Michael Porter (1990) defined the early contours of what would become known as “innovation clusters” — networks of geographically co-positioned and thematically related companies and institutions that, through collaboration and competition, could produce greater results as a group than they could individually. The drivers for cluster development have been well-documented. Autio, Chaminade, et al. (2016) include among them “skills, accommodating policy framework, infrastructure, low cost structures (in early stages), a good lifestyle offering and serendipity.” To that hexad of innovation drivers, however, perhaps we can add a seventh —effective branding.

A brand represents a “shared reality” (Ballantyne and Aitken 2007, 365), or how we collectively perceive a product, person, or place. It is a method of distilling a complex set of ideas into a simple and easily understood image. Cluster branding, therefore, is about the creation of a recognizable and enduring image for an innovation cluster.

Dubai, the subject of this volume, is not a single, self-contained cluster. Rather, it is a panoply of clusters. It does not project one image of itself. Rather, it is a city of images. Each of its clusters magnifies a different and unique brand to its residents, customers, and investors, all of which ultimately feed into the larger place brand of Dubai.

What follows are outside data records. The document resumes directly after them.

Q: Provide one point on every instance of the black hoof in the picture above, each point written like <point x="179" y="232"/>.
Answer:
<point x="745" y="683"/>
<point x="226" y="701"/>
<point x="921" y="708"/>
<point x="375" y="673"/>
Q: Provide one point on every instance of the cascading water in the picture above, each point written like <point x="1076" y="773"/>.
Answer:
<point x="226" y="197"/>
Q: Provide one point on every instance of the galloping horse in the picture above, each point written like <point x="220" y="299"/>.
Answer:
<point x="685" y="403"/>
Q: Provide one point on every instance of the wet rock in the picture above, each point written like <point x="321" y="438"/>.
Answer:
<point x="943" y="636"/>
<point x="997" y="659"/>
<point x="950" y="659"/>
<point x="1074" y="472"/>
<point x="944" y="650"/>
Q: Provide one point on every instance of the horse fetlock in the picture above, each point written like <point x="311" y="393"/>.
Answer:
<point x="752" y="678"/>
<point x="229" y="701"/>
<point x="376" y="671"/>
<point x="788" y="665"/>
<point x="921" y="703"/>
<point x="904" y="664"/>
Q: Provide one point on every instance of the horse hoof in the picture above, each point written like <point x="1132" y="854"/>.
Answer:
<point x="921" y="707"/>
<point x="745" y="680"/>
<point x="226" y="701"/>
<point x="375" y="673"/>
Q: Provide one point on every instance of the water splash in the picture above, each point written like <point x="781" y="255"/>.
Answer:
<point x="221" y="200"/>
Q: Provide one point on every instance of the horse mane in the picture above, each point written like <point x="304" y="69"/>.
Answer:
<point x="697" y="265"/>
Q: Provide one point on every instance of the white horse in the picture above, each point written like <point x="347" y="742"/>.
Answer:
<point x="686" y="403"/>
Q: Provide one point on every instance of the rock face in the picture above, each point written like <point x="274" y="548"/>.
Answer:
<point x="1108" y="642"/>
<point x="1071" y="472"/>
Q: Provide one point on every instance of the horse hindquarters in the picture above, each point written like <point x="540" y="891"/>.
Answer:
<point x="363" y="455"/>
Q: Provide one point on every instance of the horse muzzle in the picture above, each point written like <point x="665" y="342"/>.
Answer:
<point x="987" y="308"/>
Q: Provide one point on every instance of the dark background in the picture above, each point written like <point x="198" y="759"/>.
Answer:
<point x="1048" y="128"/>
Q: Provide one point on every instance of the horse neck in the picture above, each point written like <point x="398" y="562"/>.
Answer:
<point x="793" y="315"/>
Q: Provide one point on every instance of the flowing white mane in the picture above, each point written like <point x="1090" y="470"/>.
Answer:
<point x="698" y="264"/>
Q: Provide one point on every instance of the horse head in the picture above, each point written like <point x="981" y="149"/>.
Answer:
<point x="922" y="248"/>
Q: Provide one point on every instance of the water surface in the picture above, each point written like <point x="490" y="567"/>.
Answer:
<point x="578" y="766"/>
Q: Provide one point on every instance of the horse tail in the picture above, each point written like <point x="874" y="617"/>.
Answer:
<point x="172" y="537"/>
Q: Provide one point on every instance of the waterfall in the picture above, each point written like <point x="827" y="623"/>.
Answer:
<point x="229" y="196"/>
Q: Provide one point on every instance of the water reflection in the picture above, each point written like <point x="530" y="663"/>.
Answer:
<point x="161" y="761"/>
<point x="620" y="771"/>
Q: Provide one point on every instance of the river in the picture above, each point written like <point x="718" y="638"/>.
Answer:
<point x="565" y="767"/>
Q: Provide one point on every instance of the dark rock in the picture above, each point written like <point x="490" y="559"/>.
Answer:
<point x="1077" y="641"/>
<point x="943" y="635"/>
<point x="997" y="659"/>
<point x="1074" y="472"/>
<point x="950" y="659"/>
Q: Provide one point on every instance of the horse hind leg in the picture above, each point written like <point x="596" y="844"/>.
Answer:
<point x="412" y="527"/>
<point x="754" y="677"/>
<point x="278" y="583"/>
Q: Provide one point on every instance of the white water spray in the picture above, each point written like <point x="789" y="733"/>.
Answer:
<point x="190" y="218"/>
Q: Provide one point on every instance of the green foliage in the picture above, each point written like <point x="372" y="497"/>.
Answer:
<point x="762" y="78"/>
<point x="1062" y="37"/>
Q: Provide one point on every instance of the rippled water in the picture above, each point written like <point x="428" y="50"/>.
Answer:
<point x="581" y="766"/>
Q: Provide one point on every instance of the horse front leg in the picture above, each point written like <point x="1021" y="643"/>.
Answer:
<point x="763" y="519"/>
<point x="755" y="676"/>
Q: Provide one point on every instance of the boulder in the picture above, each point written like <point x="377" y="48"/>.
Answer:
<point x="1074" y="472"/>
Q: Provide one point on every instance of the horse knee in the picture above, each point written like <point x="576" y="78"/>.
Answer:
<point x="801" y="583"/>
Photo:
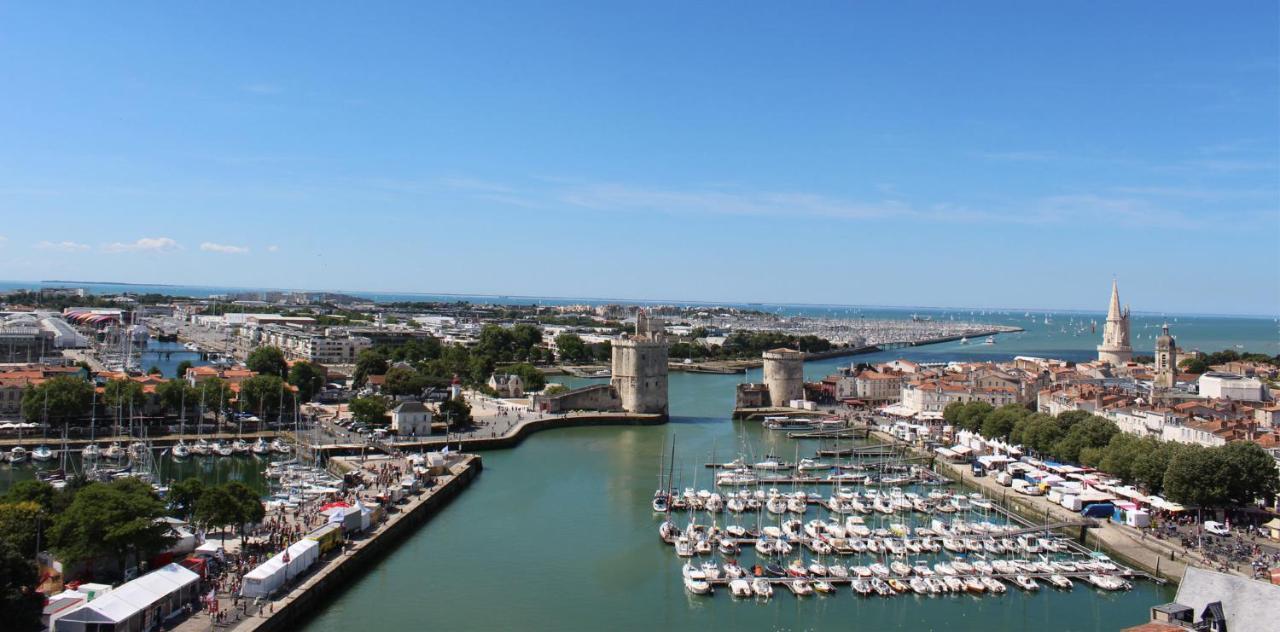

In this chapter, we examine the function and theory of cluster branding and its importance to both the individual companies and institutions that form the cluster brand, as well as the place brand in which the cluster sits. We then briefly explore Dubai’s innovation clusters, juxtapose them against clusters in other regions, and finally ruminate on how or if the brands projected by Dubai’s clusters contribute towards innovation and entrepreneurship in this “city of images.”